A review of our Google Analytics data showed that people were coming and traffic was growing. Over 1,000 users a day were running searches on our prototype. Display ads and affiliate links were peppered in, and a revenue stream was born. The single condition of a business is a paying customer. We had our first paying customer, Google, paying us for clicks and impressions in the Google Display Network.

Our transition from side project to income producer changed the stakes of the game. Downtime from a crashed web server now meant loss of revenue. We needed to maintain better uptime and reinvest revenue in a more resilient cloud infrastructure. We needed an infrastructure that would keep us online when we broke things. We needed better insight as to why our virtual machines broke, and a better monitoring and alerting system.

Using AWS to Expand Our Business

We stumbled across a free workshop by AWS called “Architecting Highly Available Applications on AWS” at the nearby AWS Pop-up loft in NYC. We spent a full day learning about and building resilient and elastic systems, using free demo accounts and open-source tools. We learned about Chaos Monkey and Bees with Machine Guns. We soon decided that AWS was our best option for our cloud infrastructure.

The first step was decoupling our monolithic application and separating responsibilities across several virtual machines (also known as instances), thereby creating a multi-tier (or n-tier) architecture. Our app and database servers were deployed onto independent hosts, with security groups in place that defined communication rules between them. Our app servers now live in an Auto Scaling group, with a minimum of two production machines running simultaneously at all times. In case of a traffic spike, new virtual machines spin up in real time in response to demand, which we recently witnessed after Up Hail was featured on the homepage of Gizmodo.

We use an Elastic Load Balancing (ELB) load balancer to distribute the load across the cluster. We moved our static assets to Amazon S3, and we use Amazon CloudFront to serve our content for faster delivery to our users. Additionally, we configured Amazon CloudWatch alarms to send SMS and email alarms to our team should anything be unreachable. We created Lambda functions for backups, snapshots, and automated testing. We created security groups to ensure that our databases are not accessible via the public Internet and only whitelisted IP addresses can access our internal infrastructure.

Lessons Learned

In hindsight, if we could do it all over again we would architect our solution from the beginning on a cloud platform like AWS. For example, as a startup we could have used the AWS Free Tier to take advantage of the cloud infrastructure while keeping our costs down. That would have saved us the pain of having to decouple our monolithic architecture later.

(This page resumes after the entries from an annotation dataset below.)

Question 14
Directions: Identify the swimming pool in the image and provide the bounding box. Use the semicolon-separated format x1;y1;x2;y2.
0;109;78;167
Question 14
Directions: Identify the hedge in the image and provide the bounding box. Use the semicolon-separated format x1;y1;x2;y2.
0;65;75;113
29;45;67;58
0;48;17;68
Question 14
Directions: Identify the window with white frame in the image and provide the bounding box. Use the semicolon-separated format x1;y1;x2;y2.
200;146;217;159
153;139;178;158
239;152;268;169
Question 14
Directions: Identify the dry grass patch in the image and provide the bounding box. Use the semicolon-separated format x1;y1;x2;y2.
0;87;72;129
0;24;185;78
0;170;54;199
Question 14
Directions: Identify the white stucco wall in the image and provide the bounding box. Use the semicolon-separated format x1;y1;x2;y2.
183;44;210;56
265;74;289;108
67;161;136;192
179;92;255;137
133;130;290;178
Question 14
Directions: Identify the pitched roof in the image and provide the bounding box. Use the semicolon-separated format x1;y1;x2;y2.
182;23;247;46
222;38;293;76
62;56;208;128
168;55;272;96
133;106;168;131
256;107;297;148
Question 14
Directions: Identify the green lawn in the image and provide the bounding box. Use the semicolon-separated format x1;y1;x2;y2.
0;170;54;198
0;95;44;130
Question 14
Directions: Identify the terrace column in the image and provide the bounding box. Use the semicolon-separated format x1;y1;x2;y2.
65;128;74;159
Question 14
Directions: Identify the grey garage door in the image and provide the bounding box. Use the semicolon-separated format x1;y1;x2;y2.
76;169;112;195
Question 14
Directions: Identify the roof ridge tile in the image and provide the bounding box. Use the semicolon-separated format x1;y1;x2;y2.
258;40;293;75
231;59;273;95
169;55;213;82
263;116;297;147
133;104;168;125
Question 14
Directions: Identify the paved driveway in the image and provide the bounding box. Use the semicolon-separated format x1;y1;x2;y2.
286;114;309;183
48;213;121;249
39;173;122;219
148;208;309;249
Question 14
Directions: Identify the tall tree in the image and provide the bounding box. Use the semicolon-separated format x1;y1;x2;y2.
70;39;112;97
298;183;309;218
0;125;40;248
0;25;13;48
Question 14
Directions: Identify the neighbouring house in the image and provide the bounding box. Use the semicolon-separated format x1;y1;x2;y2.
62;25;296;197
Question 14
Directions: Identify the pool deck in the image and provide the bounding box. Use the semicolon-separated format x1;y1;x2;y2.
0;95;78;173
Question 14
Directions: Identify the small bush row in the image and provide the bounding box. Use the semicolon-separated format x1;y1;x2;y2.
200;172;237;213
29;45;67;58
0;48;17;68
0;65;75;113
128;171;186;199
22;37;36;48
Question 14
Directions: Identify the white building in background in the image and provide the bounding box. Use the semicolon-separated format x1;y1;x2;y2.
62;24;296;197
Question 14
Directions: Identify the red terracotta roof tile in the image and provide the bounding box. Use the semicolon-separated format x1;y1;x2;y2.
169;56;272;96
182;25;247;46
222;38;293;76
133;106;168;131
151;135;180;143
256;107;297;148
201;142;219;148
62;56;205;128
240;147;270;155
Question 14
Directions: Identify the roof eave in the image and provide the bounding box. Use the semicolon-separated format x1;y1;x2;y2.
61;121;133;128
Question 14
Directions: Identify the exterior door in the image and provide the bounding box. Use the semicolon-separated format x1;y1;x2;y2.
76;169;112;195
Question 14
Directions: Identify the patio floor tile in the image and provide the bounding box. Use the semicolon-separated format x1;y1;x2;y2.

In the beginning, we had a lot of downtime. It would have been useful to have a monitoring service like Amazon CloudWatch to send notifications when things went wrong. We also had a very manual deployment process, which we learned could have been simplified by using a service such as AWS Elastic Beanstalk.

Conclusion

Despite all this new, heavy duty infrastructure in place, we still break machines and our application from time to time. We have learned from Werner Vogels that “everything fails, all the time.” However, with AWS we no longer have to worry because our issues are behind the scenes and don’t impact our users. Even if a natural disaster occurs that causes one of our Availability Zones to fail, replication in another zone keeps our application online. Our ELB load balancer runs continuous health checks and will route users to a working machine, decommissioning a broken one. Auto Scaling will automatically boot up a new healthy instance.

We now treat our instances as cattle instead of pets, as they should be. And we still have a long way to go to reach the scale that our infrastructure is designed to handle. But now we’re ready. Bring it on.